Talent not in Games sports
Taranaki will not be welcoming home a pack of triumphant Commonwealth Games athletes but that's not a reflection of the region's sporting prowess, the sporting community says.
Taranaki was the most under-represented region in the New Zealand Commonwealth Games team - our only representative being relay swimmer Dylan Dunlop-Barrett, who now lives in Auckland.
Chief executive of Sport Taranaki Howie Tamati said the organisation was not to blame for the lack of Taranaki representation at the Games.
He said Sport Taranaki had programmes in place to support potential Olympic and Commonwealth Games athletes but as a regional sports trust, it was not core business.
"What people need to understand is we're not a high performance centre, we run a community-focused organisation.
"We don't presume to tell sports what to do, we have to be there for their invitation."
Sport Taranaki provided the opportunity for kids to aspire to an elite level, but the ball was in their court in terms of how they trained and how they performed, Tamati said.
The organisation runs the Future Champions Programme to identify and support secondary school kids in the province who showed promise and ability.
Taranaki sporting personality Steve McKean said Taranaki was strong in sports like inline hockey, surfing and surf lifesaving.
"There's certainly been success with athletes here in the province, just different sports than you see in the Commonwealth Games."
He also said Sport Taranaki had a much bigger scope than just picking out the future champions.
The onus was on the regional organisation of the individual sport in conjunction with its national parent organisation to develop the athlete and create pathways for them to become a national champion, McKean said.
"The onus is not on Sport Taranaki, we do not have the resources."
Swimming coach Sue Southgate said she believed smaller regions allowed sport to thrive because it was such an important part of provincial life.

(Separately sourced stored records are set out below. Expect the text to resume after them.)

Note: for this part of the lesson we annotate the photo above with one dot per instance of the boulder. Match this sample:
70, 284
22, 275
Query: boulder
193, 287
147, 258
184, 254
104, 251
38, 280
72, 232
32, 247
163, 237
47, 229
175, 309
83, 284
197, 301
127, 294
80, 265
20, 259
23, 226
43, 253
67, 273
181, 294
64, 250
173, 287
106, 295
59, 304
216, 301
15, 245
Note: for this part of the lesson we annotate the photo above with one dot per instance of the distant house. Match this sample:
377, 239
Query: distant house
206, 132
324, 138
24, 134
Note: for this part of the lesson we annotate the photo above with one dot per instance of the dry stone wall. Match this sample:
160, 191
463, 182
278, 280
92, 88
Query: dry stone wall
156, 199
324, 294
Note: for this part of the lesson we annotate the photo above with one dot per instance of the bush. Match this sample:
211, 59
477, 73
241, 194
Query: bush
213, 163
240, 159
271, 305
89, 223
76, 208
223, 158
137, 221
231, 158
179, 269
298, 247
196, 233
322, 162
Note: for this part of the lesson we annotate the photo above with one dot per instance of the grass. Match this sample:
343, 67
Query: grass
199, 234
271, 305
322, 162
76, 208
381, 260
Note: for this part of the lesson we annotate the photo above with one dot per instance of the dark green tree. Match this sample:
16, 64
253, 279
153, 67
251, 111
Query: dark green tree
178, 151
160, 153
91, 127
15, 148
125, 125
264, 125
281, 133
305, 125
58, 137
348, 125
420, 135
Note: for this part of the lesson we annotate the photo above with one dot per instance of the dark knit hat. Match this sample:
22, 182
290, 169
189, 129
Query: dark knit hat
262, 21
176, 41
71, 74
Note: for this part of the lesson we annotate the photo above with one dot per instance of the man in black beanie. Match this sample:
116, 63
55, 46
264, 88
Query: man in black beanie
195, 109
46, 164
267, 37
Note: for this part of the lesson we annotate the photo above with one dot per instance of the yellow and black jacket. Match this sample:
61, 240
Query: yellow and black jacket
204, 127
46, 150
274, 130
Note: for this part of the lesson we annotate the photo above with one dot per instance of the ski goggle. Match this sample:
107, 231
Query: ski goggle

She said Taranaki suffered from young sporting talent moving away to the bigger centres for university.
But long distance swimmer Charlotte Webby was proof it was possible to study extramurally and train at an elite level, Southgate said.
If an athlete had the dream and a coach behind them who they trusted, there was no reason they couldn't reach elite level living in Taranaki. "It's talent and a willingness to do the work."
Kelvin Wackrow, who has been involved in athletics in Taranaki since 1953 and is a life member of Taranaki Athletics, said running was suffering from a combination of kids being more sedentary and people being too busy to coach.
He still does some athletics coaching but worries about the lack of new coaches coming through.
"I'm 77 and if I fall over tomorrow, who's going to take those kids on?"
Wackrow said it wasn't a problem Sport Taranaki could fix.
"It's just the way of living at present."